The problem is, no matter the number, that percentage is the wrong stat to look at; it gets things backwards. What matters for gauging vaccine effectiveness is not the proportion of hospitalized people who were vaccinated but the proportion of vaccinated people who wind up in the hospital.


In fact, a high share of vaccinated people among the very sick could just be a sign that a lot of people have been vaccinated. Let’s say that vaccines are 95 percent effective, reducing someone’s chance of being hospitalized from 1 percent to 0.05 percent. And imagine that in a group of 1 million people, 90 percent were vaccinated. We’d expect 0.05 percent of the 900,000 vaccinated people — that is, 450 people — to go to the hospital. By comparison we’d have 1 percent of the 100,000 unvaccinated people — 1,000 people — in the hospital. The vaccinated would account for about one out of every three hospitalizations.
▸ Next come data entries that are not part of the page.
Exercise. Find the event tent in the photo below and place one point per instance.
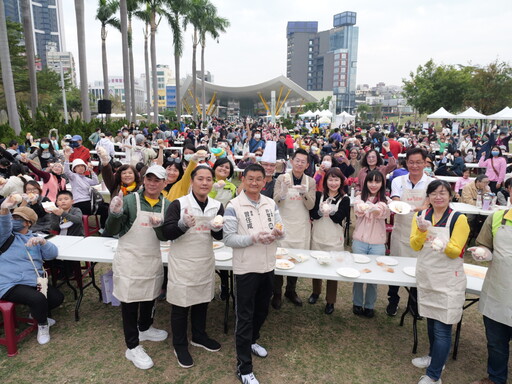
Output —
(441, 113)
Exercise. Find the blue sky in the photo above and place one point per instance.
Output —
(395, 36)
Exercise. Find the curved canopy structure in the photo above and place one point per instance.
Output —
(247, 100)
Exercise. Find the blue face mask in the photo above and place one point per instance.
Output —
(18, 225)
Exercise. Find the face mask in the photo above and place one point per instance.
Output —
(18, 225)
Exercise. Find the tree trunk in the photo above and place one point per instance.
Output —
(126, 63)
(148, 76)
(7, 79)
(30, 52)
(153, 68)
(82, 60)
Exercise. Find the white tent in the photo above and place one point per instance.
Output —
(470, 113)
(441, 113)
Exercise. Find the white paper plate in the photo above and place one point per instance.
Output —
(410, 271)
(223, 256)
(315, 254)
(387, 260)
(361, 259)
(284, 264)
(400, 207)
(348, 272)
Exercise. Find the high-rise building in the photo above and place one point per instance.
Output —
(47, 23)
(326, 60)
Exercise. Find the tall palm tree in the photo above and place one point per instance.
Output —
(106, 16)
(82, 60)
(212, 25)
(7, 79)
(126, 63)
(176, 10)
(30, 53)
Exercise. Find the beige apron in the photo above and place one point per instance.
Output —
(326, 235)
(496, 297)
(138, 269)
(400, 237)
(295, 219)
(192, 261)
(441, 280)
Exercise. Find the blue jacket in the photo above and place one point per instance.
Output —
(15, 265)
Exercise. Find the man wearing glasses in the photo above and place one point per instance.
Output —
(411, 189)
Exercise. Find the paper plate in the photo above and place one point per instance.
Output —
(223, 256)
(361, 259)
(410, 271)
(315, 254)
(348, 272)
(399, 207)
(284, 264)
(387, 260)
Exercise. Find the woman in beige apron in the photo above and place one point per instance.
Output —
(332, 207)
(440, 277)
(191, 277)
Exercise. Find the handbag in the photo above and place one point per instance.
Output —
(42, 281)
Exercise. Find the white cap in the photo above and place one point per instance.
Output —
(158, 171)
(269, 155)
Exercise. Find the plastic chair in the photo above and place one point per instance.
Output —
(9, 323)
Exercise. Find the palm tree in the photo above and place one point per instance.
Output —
(105, 14)
(213, 25)
(126, 63)
(30, 53)
(82, 60)
(7, 79)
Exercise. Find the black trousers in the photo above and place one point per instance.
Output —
(252, 297)
(179, 318)
(38, 304)
(137, 316)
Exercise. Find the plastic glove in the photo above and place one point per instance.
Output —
(116, 205)
(423, 224)
(188, 219)
(480, 253)
(36, 240)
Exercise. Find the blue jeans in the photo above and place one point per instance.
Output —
(371, 289)
(440, 338)
(498, 340)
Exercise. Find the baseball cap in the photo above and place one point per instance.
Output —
(158, 171)
(26, 213)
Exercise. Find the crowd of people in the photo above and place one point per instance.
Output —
(296, 190)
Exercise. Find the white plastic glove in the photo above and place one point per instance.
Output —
(423, 224)
(480, 253)
(116, 204)
(36, 240)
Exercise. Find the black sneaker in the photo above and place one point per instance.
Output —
(208, 344)
(184, 358)
(392, 309)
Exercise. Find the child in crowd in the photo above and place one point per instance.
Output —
(369, 237)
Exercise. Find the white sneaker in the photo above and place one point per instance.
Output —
(427, 380)
(153, 334)
(258, 350)
(139, 357)
(43, 334)
(248, 379)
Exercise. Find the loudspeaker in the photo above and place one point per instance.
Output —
(105, 106)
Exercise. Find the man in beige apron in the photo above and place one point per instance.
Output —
(411, 189)
(495, 242)
(138, 269)
(295, 195)
(191, 278)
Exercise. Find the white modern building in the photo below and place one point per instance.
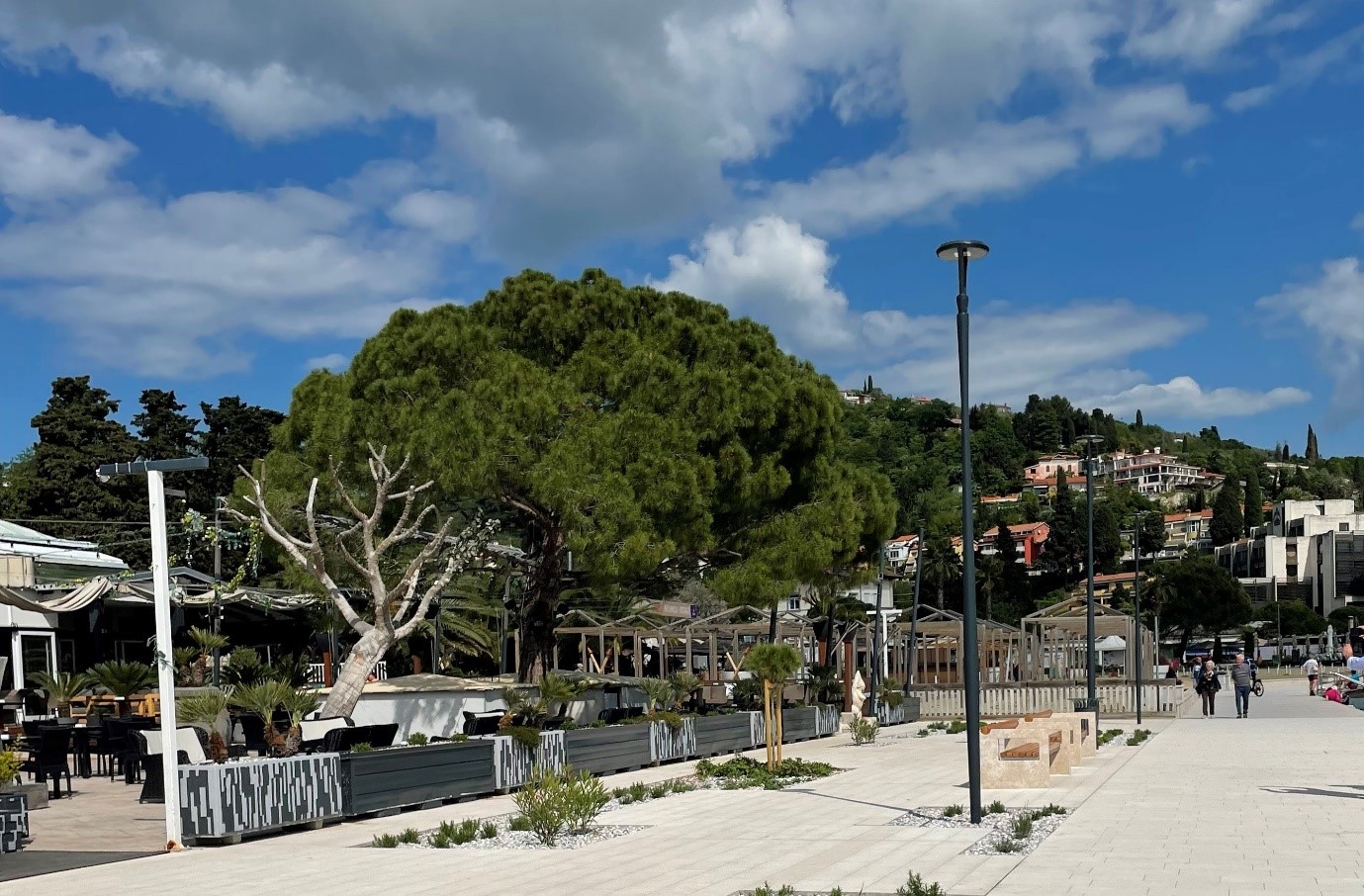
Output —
(1310, 550)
By analogy, among people who go to the dentist for a filling, almost everyone will have been brushing their teeth regularly, but that shouldn’t be taken as evidence that toothbrushing is ineffective at preventing cavities. It’s precisely because it is so important that it’s nearly universal. So should it be with the COVID vaccines. The higher the percent of the vaccinated in the population, the higher we’d expect the proportion of vaccinated sick people to be, all other things being equal. The correct measure of whether we’re on the right track, then, is whether the absolute number of new cases is going down.

The evidence has been compelling since the first clinical trials and remains clear today that vaccines are miraculously effective at preventing serious illness, even against new variants. No vaccine is perfect, and extra measures, such as the CDC’s re-endorsement of indoor masking for people in high-risk communities, may continue to be warranted. But the shortest path to lessening the numbers of sick and dead is to get the vaccine into as many arms as possible as quickly as possible. One hopes that someday soon, nearly everyone admitted to the hospital for COVID-19 will have been vaccinated because nearly everyone will be vaccinated, period.